In his book Neighbors and Wise Men, Tony Kriz says he was taught to “share the Gospel”. He says when he first heard the phrase he viewed himself looming over lost people telling them about Jesus. He said he never once envisioned an exchange with the people, he was the only one talking. “Sharing the Gospel” meant he had something others did not and he had to figure out how he could give it to them. He said his idea of “sharing the Gospel” was like sharing a piece of chocolate cake. He had the cake and he handed pieces of it out to others. As he matured in his faith, however, this unidirectional model left him cold. At Reed College he found a better way to “share the Gospel,” one not founded on the idea that a privileged few control God’s blessings to the masses. Tony says “sharing the Gospel” is not like sharing cake, it is more like sharing a sunset:
Imagine two people standing on a cliff above the Pacific Ocean, watching the sun slowly dip below the horizon. As you share a sunset , you must stand shoulder to shoulder, not face-to-face. When you share a sunset, both observers are caught up in the glory and beauty and mystery. When you share a sunset, everyone present has equal opportunity to contribute; anyone can have a thought to share or implication to suggest. It is a remarkably shared experience. This does not mean that everyone present understands all aspects of the sunsets. One of the people may have dedicated years of her life to better understanding photophysics, atmospheric density and the interrelationship of celestial bodies. All these things can significantly inform sunset conversation. Sometimes it is fun to understand the science behind why a sunset works the way it does. However, another person may have different insights to offer the conversation. Maybe the other person is a watercolor painter and can describe the nature of beauty and its relationship to hope. The conversation can take many turns; these sharing friends, these neighbors may even need to discuss their sadness, because storms have hidden the beauty from their eyes. Being together in their blessing and their pain, these are even times when silence may be the best way to ‘share’.
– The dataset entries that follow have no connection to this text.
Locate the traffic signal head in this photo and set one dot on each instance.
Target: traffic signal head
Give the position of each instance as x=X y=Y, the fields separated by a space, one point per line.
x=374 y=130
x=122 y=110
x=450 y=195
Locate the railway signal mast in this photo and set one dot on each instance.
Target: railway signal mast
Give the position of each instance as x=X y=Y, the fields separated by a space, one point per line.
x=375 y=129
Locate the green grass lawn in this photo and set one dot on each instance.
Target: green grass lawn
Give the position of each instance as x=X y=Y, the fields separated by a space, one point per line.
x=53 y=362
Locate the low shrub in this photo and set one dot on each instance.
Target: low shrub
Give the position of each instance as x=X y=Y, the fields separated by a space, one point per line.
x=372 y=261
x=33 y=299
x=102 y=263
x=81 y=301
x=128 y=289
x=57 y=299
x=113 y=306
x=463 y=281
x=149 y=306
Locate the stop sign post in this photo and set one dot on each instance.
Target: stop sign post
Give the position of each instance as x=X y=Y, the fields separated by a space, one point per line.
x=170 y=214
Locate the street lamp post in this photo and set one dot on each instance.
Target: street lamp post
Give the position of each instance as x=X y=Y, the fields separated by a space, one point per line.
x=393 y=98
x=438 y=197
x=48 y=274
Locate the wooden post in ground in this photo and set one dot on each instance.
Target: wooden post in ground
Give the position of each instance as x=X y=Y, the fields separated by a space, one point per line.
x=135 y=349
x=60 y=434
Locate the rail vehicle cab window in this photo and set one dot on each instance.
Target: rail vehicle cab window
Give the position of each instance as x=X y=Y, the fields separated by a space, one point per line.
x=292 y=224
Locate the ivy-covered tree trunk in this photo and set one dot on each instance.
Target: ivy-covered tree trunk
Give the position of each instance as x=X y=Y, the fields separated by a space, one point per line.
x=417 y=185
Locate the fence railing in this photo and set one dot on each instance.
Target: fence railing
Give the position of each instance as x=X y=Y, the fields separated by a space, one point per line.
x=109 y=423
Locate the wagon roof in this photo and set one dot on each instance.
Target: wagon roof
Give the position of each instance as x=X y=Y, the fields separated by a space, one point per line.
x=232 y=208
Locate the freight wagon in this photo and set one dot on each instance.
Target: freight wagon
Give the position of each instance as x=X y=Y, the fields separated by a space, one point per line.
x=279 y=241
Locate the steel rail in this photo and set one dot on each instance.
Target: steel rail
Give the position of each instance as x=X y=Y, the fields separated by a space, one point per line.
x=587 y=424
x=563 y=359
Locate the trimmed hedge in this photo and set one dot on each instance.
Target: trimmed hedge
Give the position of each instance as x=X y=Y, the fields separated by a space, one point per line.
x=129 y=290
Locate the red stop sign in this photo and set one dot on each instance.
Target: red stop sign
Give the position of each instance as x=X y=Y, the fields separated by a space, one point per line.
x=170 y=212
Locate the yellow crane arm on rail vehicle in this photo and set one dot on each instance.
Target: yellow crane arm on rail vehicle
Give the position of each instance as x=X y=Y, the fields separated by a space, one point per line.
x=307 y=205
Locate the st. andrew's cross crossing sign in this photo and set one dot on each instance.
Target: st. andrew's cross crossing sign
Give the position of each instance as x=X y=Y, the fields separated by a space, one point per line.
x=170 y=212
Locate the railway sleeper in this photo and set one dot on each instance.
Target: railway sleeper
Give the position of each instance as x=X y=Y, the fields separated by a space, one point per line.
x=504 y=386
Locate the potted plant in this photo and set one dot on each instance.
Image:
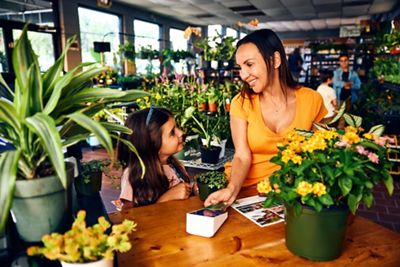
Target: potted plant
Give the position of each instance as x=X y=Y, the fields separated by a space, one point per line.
x=47 y=113
x=322 y=176
x=206 y=127
x=209 y=182
x=90 y=178
x=86 y=245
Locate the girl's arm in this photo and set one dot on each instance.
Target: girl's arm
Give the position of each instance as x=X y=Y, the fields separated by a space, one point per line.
x=240 y=164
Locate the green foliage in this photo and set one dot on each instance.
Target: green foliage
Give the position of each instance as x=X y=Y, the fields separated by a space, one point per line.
x=330 y=167
x=49 y=112
x=213 y=179
x=83 y=244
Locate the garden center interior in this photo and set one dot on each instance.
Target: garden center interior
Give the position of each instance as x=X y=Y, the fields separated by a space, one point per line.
x=182 y=53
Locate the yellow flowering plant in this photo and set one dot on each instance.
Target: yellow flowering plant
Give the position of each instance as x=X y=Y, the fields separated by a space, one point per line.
x=329 y=167
x=86 y=244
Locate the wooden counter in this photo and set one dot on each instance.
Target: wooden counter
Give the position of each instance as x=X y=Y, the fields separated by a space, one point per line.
x=161 y=240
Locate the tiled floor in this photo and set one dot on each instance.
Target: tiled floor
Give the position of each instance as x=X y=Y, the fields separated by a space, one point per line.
x=385 y=210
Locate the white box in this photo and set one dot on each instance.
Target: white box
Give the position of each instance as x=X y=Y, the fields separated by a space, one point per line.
x=204 y=225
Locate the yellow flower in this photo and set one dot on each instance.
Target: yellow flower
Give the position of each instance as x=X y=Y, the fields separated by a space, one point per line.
x=319 y=189
x=264 y=187
x=304 y=188
x=351 y=137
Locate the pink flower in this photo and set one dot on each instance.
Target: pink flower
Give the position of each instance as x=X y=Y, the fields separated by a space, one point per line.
x=373 y=157
x=361 y=150
x=341 y=144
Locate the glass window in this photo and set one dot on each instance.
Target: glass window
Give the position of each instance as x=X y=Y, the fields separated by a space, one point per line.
x=34 y=12
x=214 y=30
x=96 y=26
x=177 y=40
x=3 y=56
x=42 y=44
x=147 y=35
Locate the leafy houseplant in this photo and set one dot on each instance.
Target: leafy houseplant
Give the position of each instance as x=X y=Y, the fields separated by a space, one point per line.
x=209 y=182
x=48 y=112
x=82 y=244
x=322 y=176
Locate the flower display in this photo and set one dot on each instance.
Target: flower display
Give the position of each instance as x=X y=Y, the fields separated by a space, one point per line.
x=329 y=167
x=86 y=244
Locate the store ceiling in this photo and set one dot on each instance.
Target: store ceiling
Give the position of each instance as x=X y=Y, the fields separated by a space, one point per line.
x=279 y=15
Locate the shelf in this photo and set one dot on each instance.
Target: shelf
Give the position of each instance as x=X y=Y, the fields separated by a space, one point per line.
x=195 y=161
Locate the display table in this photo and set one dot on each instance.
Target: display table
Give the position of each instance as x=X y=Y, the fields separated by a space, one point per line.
x=161 y=240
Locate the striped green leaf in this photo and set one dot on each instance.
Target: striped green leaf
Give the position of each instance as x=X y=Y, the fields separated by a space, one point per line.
x=44 y=126
x=94 y=127
x=8 y=175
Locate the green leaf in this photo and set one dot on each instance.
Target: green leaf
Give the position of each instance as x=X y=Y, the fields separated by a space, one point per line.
x=22 y=58
x=44 y=126
x=353 y=203
x=352 y=120
x=8 y=175
x=51 y=76
x=133 y=149
x=9 y=115
x=345 y=185
x=377 y=130
x=339 y=114
x=368 y=199
x=94 y=127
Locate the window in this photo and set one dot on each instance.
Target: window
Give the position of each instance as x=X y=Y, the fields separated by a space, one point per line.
x=213 y=31
x=42 y=44
x=98 y=26
x=147 y=35
x=3 y=55
x=178 y=43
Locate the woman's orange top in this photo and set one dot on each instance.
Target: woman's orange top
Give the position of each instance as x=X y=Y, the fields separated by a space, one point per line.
x=263 y=141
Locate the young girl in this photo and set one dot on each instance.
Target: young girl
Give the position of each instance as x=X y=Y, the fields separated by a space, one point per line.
x=156 y=139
No one can claim to own the sunset. It inspires humility. It releases awe. I can never get enough sunset. I am always left wanting more. A sunset is clearly not painted, created, or contained by humans It is the work of God. It is a gift to the world. It is something to be shared.
Ah, yes, with no offense to Bill Bright and Campus Crusade for Christ, when I went around knocking on doors with my little Four Spiritual Laws pamphlets and asked people if they knew where they were going if they died tonight, I was in the chocolate cake mode. I wasn’t on their doorstep for a conversation. I was there for a conversion–on MY terms. I have to thank Tony for smacking me up the side of the head on this one. It was a good smack and I really love how he teased this all out. I’d like to think I’m more of a sunset person now, and Tony helped me to see that. It’s good solid theology that will keep me away from the chocolate cake!